TBT: Alfonso Ribeiro, Hinton Battle, and Alan Weeks Star in The Tap Dance Kid
In the April 1984 issue of Dance Magazine, associate editor Joan Pikula spoke with Alfonso Ribeiro, Hinton Battle, and Alan Weeks, the trio of dancers leading The Tap Dance Kid on Broadway.
The then-12-year-old Ribeiro, who starred as Willie Sheridan, the titular tap dance kid, told us: “I’m able to get something inside of me out in tap dancing, just really take it all and put it out into the open. Let my feet do the stuff, you know?” Ribeiro shot to stardom in the wake of the role, though today he is better known as Carlton, from “The Fresh Prince of Bel-Air,” and as a recent winner and then host of “Dancing with the Stars.”
Battle (who passed away this year at the end of January) was already a bona fide star when he took the showstopping role of Dipsy Bates, Sheridan’s uncle and tap teacher: He’d been the original Scarecrow in The Wiz at age 16, danced with Arthur Mitchell’s Dance Theatre of Harlem, and learned to tap and won a Tony for Sophisticated Ladies. “To make yourself part of the particular style is the biggest challenge in working with different choreographers,” Battle said. “I like to dig into what I’m doing, see what the choreographer sees in the step, what gives it that specialness. I think that’s why I was able to pick up tap; it is steps, and there’s a technique, but that’s only half of it. The essence of it is more important. I could go out and do steps all night, but it wouldn’t mean anything. It’s that other thing that I always think of as the key. And I really think that’s helped me understand not only tap but other kinds of dancing as well.”

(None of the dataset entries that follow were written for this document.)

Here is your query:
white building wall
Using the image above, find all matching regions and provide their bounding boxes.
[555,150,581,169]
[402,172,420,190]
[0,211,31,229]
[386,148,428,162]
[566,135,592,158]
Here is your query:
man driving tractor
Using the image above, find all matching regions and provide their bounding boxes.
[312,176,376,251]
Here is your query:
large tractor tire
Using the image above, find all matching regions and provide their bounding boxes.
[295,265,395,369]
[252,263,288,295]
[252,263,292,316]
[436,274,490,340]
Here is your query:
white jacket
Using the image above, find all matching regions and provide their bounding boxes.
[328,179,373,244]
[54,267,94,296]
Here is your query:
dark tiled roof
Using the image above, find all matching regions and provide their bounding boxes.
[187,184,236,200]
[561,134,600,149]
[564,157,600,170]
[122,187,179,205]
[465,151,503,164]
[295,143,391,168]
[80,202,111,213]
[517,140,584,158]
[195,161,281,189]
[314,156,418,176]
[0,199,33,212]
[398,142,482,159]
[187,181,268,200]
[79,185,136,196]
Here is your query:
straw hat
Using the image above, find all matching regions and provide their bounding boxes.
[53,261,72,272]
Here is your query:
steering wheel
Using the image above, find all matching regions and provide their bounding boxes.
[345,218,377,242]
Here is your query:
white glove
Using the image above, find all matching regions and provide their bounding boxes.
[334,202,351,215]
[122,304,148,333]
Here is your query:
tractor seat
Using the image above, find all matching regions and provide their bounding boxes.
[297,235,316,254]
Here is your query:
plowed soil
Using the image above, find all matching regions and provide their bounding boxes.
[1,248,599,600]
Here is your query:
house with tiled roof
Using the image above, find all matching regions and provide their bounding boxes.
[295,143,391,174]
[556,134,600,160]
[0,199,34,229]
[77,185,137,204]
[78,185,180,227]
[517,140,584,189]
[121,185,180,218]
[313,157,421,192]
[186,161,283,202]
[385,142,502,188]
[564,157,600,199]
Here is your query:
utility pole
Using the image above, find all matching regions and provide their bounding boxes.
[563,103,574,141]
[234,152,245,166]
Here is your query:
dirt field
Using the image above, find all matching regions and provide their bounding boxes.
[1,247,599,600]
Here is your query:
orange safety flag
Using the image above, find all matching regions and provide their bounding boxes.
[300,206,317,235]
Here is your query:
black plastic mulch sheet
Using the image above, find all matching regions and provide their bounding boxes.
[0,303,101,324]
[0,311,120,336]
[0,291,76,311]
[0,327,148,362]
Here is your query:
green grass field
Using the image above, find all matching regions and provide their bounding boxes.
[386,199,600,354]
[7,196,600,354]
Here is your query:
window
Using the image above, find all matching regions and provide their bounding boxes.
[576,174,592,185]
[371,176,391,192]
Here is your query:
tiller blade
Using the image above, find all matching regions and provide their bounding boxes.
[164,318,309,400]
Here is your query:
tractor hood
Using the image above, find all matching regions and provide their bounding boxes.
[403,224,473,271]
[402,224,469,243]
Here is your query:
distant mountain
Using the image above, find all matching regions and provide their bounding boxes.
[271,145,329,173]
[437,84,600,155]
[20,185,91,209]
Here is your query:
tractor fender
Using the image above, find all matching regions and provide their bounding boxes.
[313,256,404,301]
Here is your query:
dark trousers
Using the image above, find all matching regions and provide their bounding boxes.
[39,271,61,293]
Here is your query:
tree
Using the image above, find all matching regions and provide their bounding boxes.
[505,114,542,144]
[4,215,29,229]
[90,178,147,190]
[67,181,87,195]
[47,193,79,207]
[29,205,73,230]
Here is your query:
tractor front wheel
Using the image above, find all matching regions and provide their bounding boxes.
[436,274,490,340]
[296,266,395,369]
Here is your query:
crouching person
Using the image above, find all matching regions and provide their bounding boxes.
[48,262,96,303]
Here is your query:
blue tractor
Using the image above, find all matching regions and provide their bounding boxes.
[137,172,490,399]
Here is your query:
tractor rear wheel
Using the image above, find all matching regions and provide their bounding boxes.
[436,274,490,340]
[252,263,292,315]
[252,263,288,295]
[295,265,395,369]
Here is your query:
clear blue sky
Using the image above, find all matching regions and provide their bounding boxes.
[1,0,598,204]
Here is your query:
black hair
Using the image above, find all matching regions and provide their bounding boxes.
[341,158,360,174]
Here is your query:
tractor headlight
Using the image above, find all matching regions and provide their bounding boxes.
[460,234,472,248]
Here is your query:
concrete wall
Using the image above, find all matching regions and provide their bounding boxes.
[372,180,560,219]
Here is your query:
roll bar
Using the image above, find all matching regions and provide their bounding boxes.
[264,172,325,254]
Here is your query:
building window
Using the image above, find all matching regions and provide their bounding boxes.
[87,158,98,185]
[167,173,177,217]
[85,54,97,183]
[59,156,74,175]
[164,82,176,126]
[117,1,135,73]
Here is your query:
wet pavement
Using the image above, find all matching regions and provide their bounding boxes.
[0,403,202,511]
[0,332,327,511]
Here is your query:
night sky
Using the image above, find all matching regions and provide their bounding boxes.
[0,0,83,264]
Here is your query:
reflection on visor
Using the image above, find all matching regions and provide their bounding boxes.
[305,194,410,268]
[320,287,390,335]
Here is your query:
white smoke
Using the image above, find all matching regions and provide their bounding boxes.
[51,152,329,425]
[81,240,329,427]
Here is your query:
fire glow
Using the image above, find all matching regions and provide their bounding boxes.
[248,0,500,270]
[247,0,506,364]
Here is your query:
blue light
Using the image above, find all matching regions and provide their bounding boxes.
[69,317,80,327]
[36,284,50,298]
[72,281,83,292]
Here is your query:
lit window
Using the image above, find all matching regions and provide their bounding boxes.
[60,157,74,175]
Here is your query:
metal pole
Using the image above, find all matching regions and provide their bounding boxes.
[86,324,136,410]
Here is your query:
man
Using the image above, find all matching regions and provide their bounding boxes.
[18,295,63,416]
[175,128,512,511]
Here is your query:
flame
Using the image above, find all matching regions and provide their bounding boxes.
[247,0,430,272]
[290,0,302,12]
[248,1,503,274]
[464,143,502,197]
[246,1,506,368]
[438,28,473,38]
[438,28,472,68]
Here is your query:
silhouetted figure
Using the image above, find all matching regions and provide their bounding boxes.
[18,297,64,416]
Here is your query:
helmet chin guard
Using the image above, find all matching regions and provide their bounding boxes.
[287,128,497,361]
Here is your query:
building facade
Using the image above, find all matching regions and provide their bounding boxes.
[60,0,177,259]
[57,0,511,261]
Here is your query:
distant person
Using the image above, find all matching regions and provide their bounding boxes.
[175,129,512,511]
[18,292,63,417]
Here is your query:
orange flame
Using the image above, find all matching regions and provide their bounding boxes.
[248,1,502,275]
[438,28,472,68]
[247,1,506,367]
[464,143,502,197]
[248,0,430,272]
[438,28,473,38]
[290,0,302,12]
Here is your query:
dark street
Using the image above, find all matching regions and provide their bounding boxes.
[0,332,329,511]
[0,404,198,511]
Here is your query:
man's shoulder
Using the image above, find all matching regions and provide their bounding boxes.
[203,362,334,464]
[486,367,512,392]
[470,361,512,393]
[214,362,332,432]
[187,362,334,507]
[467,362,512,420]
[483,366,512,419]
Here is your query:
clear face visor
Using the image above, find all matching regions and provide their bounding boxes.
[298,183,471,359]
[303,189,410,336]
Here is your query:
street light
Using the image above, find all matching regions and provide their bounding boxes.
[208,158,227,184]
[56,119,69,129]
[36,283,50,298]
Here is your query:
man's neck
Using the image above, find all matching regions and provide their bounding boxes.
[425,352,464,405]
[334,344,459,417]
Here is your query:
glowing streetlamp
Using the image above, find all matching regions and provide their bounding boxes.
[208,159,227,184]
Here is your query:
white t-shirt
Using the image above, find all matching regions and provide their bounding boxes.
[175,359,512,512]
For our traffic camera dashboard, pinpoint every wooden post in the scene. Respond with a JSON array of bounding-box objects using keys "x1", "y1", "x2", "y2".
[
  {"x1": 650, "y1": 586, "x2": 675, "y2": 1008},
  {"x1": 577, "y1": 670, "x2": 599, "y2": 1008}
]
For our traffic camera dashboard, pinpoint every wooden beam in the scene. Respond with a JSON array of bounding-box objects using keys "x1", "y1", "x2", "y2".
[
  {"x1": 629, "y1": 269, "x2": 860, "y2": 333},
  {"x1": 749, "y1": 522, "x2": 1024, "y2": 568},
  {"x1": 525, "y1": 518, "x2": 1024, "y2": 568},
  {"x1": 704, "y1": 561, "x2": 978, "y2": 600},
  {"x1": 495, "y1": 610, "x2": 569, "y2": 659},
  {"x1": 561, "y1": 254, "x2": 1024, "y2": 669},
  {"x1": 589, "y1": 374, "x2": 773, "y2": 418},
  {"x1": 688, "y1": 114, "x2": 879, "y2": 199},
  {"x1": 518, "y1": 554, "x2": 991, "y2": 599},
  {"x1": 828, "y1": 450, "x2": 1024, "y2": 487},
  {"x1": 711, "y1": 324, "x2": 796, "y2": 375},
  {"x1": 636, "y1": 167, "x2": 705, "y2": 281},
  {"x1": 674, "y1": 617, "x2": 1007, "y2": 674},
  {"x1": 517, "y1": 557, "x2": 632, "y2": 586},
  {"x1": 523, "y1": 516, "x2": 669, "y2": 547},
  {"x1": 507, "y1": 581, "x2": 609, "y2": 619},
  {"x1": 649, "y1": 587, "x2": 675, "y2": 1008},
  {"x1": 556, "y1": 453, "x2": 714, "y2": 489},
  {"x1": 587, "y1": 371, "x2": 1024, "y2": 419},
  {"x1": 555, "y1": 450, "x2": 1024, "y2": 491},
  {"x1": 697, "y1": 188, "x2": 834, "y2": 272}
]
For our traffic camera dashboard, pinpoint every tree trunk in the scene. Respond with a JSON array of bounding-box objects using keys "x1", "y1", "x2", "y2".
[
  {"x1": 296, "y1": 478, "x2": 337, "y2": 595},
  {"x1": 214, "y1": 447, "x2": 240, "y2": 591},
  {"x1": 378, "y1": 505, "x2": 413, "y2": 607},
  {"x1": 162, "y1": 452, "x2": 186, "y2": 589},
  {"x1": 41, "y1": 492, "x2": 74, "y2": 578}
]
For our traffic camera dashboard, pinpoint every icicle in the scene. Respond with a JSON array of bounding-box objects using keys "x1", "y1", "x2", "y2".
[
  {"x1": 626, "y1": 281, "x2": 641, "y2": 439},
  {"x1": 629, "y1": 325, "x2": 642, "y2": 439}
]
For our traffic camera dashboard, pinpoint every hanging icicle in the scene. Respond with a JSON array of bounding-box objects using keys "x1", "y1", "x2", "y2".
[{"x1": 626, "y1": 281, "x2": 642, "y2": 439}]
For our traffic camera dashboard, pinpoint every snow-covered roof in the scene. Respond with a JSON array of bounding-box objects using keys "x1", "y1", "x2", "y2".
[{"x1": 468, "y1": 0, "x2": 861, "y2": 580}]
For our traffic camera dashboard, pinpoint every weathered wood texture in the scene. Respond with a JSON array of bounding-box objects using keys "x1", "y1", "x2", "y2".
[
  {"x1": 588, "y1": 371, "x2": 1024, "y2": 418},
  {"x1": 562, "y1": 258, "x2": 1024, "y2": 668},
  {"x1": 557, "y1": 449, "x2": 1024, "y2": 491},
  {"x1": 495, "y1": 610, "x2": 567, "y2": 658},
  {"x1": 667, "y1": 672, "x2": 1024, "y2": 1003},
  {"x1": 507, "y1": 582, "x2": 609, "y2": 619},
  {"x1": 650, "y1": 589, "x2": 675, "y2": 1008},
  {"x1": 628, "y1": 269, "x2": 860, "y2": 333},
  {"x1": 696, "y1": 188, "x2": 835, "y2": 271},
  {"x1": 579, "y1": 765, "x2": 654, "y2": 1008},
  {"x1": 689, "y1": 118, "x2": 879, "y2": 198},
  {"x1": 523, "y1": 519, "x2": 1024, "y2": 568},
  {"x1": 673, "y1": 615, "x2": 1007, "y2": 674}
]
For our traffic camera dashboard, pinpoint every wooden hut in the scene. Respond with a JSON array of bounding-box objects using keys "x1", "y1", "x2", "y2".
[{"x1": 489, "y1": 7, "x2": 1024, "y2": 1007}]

And Weeks, The Tap Dance Kid’s Daddy Bates, was only in his mid-30s but could boast a 27-year career working with the likes of Jerome Robbins, Gower Champion, Michael Bennett, Michael Kidd, and Matt Mattox. “Show business is my life—I just love the business, all facets of it. But Broadway—dancing—is my first love,” he said. “My only goal is to be working. The dreams change, the work is ever present. And if you can stay healthy enough just to work, I think success and all those dreams that people fathom up will automatically come.”